Es sind drei Wochen vergangen, seit meine am 13. Februar 2020 verstorbene Frau die künstliche Ernährung beendet hat. Am gleichen Tag wurde sie auf die Palliativstation des St. Elisabethkrankenhauses aufgenommen und dort in eindrucksvoller Weise im Prozess des Sterbens begleitet. Nach siebeneinhalb Tagen hat sie aufgehört zu atmen, ohne zusätzlich leiden zu müssen und Schmerzen zu verspüren.
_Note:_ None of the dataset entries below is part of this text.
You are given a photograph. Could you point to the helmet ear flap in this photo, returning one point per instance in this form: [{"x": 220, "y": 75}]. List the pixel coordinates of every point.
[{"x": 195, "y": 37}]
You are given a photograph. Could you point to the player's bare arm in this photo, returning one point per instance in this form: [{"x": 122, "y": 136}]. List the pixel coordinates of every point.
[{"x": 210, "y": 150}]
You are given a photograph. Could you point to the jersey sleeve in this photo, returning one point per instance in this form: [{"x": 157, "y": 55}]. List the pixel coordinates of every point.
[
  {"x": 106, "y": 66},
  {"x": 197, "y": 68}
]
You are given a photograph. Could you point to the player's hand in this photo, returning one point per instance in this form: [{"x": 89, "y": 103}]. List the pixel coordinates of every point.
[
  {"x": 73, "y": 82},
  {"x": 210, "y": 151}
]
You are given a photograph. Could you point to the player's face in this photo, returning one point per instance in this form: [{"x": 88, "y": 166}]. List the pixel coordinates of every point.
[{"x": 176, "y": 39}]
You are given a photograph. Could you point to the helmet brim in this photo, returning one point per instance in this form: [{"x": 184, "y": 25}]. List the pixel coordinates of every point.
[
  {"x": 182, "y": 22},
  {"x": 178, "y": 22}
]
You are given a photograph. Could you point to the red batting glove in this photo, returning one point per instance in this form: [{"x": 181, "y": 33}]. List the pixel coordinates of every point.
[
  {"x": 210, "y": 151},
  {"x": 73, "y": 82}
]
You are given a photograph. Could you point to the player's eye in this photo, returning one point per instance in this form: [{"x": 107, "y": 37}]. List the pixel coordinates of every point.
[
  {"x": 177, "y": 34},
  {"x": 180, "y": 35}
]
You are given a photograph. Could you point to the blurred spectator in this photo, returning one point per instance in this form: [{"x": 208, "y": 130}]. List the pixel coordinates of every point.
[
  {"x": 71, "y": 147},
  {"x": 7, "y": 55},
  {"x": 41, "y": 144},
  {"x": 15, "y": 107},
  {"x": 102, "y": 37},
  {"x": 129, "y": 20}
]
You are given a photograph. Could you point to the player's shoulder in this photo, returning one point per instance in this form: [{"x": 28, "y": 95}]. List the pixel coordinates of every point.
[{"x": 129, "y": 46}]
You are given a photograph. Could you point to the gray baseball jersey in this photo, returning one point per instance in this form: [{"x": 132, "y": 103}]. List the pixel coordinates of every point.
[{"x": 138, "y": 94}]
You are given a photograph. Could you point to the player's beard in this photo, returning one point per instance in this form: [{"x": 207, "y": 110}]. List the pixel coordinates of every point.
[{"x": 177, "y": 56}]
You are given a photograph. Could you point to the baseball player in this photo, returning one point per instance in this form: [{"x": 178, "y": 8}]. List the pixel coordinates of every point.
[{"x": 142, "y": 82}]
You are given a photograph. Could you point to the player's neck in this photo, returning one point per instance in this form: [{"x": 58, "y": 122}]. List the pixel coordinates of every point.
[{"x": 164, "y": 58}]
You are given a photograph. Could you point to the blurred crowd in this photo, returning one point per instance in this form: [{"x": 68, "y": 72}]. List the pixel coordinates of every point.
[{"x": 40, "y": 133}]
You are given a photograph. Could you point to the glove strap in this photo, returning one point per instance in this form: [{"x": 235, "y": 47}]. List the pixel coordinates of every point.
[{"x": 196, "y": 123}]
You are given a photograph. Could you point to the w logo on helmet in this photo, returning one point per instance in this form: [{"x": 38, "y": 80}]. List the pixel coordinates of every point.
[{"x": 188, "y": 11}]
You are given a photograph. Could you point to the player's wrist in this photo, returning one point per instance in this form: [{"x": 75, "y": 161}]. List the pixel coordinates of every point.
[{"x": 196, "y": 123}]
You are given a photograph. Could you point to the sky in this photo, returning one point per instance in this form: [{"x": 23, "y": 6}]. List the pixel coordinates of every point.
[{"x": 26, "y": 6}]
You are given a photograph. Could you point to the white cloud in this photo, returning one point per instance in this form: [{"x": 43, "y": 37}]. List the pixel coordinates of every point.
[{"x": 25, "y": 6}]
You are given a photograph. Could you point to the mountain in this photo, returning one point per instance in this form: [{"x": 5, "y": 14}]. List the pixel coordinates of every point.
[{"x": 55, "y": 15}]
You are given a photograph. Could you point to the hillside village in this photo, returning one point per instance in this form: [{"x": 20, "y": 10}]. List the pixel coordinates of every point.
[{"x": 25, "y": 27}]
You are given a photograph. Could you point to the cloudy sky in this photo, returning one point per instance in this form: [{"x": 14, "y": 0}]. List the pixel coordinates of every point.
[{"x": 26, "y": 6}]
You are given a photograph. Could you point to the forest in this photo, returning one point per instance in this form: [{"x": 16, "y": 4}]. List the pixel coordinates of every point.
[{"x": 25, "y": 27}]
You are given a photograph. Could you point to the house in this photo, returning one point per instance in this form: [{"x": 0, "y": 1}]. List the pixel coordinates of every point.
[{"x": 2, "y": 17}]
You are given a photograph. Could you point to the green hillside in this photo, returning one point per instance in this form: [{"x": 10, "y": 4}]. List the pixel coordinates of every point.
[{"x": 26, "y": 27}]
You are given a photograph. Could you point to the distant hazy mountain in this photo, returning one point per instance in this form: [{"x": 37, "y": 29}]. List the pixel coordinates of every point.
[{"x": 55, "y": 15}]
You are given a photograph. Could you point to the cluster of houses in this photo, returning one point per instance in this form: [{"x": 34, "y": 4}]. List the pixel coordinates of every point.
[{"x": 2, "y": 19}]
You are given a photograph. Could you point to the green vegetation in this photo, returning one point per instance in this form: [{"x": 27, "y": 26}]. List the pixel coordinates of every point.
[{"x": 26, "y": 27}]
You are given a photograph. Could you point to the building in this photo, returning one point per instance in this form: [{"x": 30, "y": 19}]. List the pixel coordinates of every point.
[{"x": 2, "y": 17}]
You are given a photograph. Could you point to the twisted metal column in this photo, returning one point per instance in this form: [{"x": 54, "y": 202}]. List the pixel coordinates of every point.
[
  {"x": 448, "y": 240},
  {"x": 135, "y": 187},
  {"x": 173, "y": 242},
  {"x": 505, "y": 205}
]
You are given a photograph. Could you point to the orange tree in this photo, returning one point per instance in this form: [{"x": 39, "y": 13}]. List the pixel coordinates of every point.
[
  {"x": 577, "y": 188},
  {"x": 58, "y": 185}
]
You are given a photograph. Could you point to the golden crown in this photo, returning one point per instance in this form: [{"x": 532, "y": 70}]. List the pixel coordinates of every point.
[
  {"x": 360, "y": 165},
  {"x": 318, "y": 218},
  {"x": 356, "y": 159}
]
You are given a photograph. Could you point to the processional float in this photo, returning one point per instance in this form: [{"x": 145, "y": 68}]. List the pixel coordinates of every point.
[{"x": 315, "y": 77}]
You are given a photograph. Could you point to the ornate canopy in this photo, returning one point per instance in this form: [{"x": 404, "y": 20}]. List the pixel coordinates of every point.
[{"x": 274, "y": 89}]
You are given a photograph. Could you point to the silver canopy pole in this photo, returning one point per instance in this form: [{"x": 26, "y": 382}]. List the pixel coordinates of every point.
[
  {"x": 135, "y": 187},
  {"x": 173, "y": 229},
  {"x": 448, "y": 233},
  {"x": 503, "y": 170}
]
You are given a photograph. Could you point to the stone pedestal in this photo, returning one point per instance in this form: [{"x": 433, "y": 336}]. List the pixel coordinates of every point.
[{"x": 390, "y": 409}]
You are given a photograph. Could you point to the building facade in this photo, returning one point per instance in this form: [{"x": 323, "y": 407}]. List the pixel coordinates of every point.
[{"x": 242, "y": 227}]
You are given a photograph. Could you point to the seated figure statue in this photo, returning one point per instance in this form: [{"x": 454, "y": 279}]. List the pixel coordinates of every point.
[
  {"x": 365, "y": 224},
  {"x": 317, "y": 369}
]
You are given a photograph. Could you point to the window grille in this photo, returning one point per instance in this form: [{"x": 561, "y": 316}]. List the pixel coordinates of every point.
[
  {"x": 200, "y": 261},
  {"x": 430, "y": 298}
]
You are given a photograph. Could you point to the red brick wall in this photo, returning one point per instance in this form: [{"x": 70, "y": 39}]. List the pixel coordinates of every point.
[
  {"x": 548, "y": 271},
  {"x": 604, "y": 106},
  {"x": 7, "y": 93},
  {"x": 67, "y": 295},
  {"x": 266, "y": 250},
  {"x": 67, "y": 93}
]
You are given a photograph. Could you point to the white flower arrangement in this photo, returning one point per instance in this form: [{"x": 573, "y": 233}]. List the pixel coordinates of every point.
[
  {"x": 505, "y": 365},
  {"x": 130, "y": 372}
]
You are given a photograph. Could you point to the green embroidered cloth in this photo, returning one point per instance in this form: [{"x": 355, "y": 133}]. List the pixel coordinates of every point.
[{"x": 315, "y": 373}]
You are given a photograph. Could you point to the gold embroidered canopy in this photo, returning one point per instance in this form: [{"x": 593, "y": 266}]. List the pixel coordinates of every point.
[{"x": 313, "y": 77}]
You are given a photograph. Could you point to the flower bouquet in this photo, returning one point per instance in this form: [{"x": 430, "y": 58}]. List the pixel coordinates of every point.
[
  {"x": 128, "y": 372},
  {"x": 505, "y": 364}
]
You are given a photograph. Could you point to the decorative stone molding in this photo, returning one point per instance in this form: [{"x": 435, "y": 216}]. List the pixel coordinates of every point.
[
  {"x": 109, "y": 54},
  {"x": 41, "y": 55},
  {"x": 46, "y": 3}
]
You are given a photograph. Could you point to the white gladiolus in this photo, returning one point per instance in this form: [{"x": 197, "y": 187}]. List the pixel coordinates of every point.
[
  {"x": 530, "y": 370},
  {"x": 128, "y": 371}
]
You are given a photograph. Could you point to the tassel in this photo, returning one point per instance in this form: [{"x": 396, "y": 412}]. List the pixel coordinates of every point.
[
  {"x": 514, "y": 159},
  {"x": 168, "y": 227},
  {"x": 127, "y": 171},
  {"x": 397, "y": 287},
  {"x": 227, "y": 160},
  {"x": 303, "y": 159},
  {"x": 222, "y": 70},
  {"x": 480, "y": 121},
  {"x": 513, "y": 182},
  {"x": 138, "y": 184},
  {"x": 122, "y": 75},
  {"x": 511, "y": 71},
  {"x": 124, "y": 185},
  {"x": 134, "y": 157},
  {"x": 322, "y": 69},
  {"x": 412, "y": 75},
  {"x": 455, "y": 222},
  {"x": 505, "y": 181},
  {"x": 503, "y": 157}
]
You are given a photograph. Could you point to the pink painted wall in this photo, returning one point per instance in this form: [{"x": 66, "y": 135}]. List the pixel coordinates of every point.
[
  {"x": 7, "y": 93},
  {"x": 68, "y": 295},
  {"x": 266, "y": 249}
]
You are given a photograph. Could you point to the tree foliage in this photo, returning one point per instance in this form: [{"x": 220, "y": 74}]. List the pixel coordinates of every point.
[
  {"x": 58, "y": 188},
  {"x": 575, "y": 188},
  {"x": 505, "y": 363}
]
Vor über zwei Jahren wurde bei ihr ALS (Amiotrophe Lateralsklerose) diagnostiziert, eine schreckliche Krankheit, vor der die Ärzte machtlos stehen und die sich unerbittlich des Körpers eines Menschen bemächtigt: Nach und nach setzen die Sprache aus, dann die Ess- und Trinkmöglichkeiten, dann greift die Krankheit auf den Bewegungsapparat über (oder umgekehrt). Am Ende führt es zur völligen Versteifung des Körpers und Atemnot. Dies alles bei vollem Bewusstsein des Erkrankten. Meine Frau und ich haben versucht, mit der Krankheit zu leben – wohl wissend, dass diese Krankheit jeden Augenblick präsent und keine Heilung möglich ist. Trotz aller Einschränkungen konnten wir noch viel unternehmen. Doch es nahte der Zeitpunkt, dass die Aussichtslosigkeit unerträglich zu werden drohte. Wir waren froh und dankbar, dass wir – nachdem wir vor einem dreiviertel Jahr mit der Palliativstation Kontakt aufgenommen hatten – in der Gewissheit leben konnten: Meiner Frau wird geholfen, wenn sie sich entscheidet, mit der künstlichen Ernährung aufzuhören. Oder kurz und bündig: Wir waren froh über das Angebot der Sterbehilfe. Natürlich hat meine Frau in Momenten der Verzweiflung geäußert: Das Beste wäre es, wenn ich eine Spritze bekommen könnte. Das ist angesichts der Tatsache, dass ALS keinen Raum für Hoffnung lässt, nur zu verständlich. Aber dieser Wunsch wurde Gott sei Dank immer wieder überlagert vom eigenen Lebenswillen, der Freude an den nächsten Menschen und dem Bestreben, die letzten Dinge zu ordnen, das Feld zu bestellen.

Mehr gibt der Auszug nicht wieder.